Optogenetic inactivation of ALM before reward delivery shifts the peak time earlier in probe trials. A Upper, schematic of the behavioral task and laser stimulation. Middle and lower, lick rasters and lick PSTHs in probe trials and 5 s of the preceding reinforced trials for an example mouse. Red, laser-on trials; black, laser-off trials; shading, duration of laser stimulation. B Lick PSTHs averaged across a population of mice (n = 9). CI Comparison of lick rate during [−2 0] s, interval of reward (interval between the time of first lick after reward delivery and the time of previous reward delivery), peak time, start time, end time, peak width, or Weber fraction between laser-off and laser-on trials. Green, VGAT-ChR2 mice (n = 3); purple, VGAT-Cre mice (n = 3) injected with AAV-FLEX-ChrimsonR; gray, C57BL/6 mice (n = 3) injected with AAV-CaMKIIα-GtACR2. *P <0.05, **P <0.01, n = 9 mice, Wilcoxon signed rank test. Data represent the mean ± SEM.

For control C57BL/6 mice in which control virus (AAV-hSyn-eGFP) was bilaterally injected in the ALM (Fig. S3C), laser stimulation for 2 s before the time of reward delivery on the trial preceding the probe trial did not affect peak time (Fig. S4), indicating that the change in time estimation induced by ALM inactivation (Fig. 4) was not due to laser stimulation itself.

M2 occupies a large area along the rostral-caudal axis [47]. In addition to the subregion of M2 at the ALM (AP 2.46 mm, ML ±1.8 mm), we also examined a different subregion of M2 at a central and medial location (AP 1.34 mm, ML ±0.75 mm) (Fig. S3D). We found that inactivation of this central and medial subregion of M2 for 2 s before the time of reward delivery did not affect peak time in probe trial (Fig. S5). This result suggests that neuronal activity in the ALM, but not in the central and medial subregion of M2, is involved in short-term memory of time interval.

Optogenetic Inactivation of mPFC does not Affect Timing Behavior

Previous studies showed that activities related to temporal processing and timing behavior are distributed in the brain [3, 20]. Among frontal cortical areas, neurons in the mPFC also convey information about elapsed time [48, 49]. We thus further determined whether perturbation of mPFC activity before reward delivery influences interval timing in probe trials. To manipulate mPFC activity, we injected AAV-hSyn-Jaws bilaterally into the mPFC of C57BL/6 mice (Fig. S3E). Electrophysiological recordings confirmed that activating Jaws suppressed the firing rates of cortical neurons (Fig. S3G). We found that inactivation of mPFC for 2 s before the time of reward delivery on the trial preceding the probe trial did not affect peak time (Fig. S6). Together, the results suggest that neuronal activity in the ALM but not in the mPFC is important for short-term memory of time interval.
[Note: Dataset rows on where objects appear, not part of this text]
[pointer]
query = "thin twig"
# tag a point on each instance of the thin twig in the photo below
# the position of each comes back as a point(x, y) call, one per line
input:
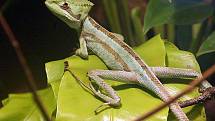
point(191, 86)
point(208, 94)
point(30, 79)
ALM Activity in Probe Trials Preceded by Long and Short Inter-reinforcement Intervals Exhibits Task-engagement-dependent Temporal Scaling

Because time estimation in probe trials was dynamically influenced by a decrease of inter-reinforcement interval in the previous trial, we next considered how ALM activity in probe trials is adaptive to the preceding inter-reinforcement interval. To address this issue, we recorded from ALM neurons in mice that were trained with a 10-s fixed-interval licking task (Fig. S7A). During the recording session, while most inter-reinforcement intervals were 10 s, those preceding the probe trials were either 8 s or 12 s, referred to as ‘reward at −2 s’ or ‘reward at +2 s’ (Fig. 5A). To analyze neural activity related to time estimation, we only included those neurons that exhibited significant temporal modulation of firing rates during the first 10 s of probe trials, as defined by significant differences in firing rates over 5 non-overlapping periods (P <0.05, one-way ANOVA).

Fig. 5
figure 5

Temporal scaling of ALM responses in probe trials preceded by long and short inter-reinforcement intervals. A Schematic of reward delivery for the reinforced trial preceding a probe trial in the ‘reward at −2 "s" or ‘reward at +2 "s" condition. B Left, Z-scored responses in the ‘reward at +2 "s" condition (each row is one unit). The units are ordered by time to peak firing rate. Right, Z-scored responses in the ‘reward at −2 "s" condition. The units are ordered by the unit index at left. C Left, lick PSTHs of an example session during probe trials in the ‘reward at +2 s’ (black) and ‘reward at −2 s’ (red) conditions. T1 (T2) indicates the peak time for the ‘reward at +2 s’ (‘reward at −2 s’) condition. Right, peak time in each session. D Spike rasters and PSTHs for an example ALM neuron in the ‘reward at +2 s’ (black) and ‘reward at −2 s’ (red) conditions. E The best scaling factor for the neuron in D is the one that yields the minimum MSE between the short response profile and a scaled version of the long response profile. F Spike rasters and PSTHs for another example ALM neuron. G The best scaling factor for the neuron in F is the one that yields the minimum MSE. H Distribution of best scaling factors for ALM neurons (n = 175) in the early part of probe trials. Red, best scaling factors were within ±10% of T2/T1. I Distribution of best scaling factors in the later part of probe trials. J Number of neurons with best scaling factor within (or outside) ±10% of T2/T1 during the early vs the later part of probe trials (χ2(1) = 41.14, P = 1.42×10–10). In C, D and F, data represent the mean ± SEM.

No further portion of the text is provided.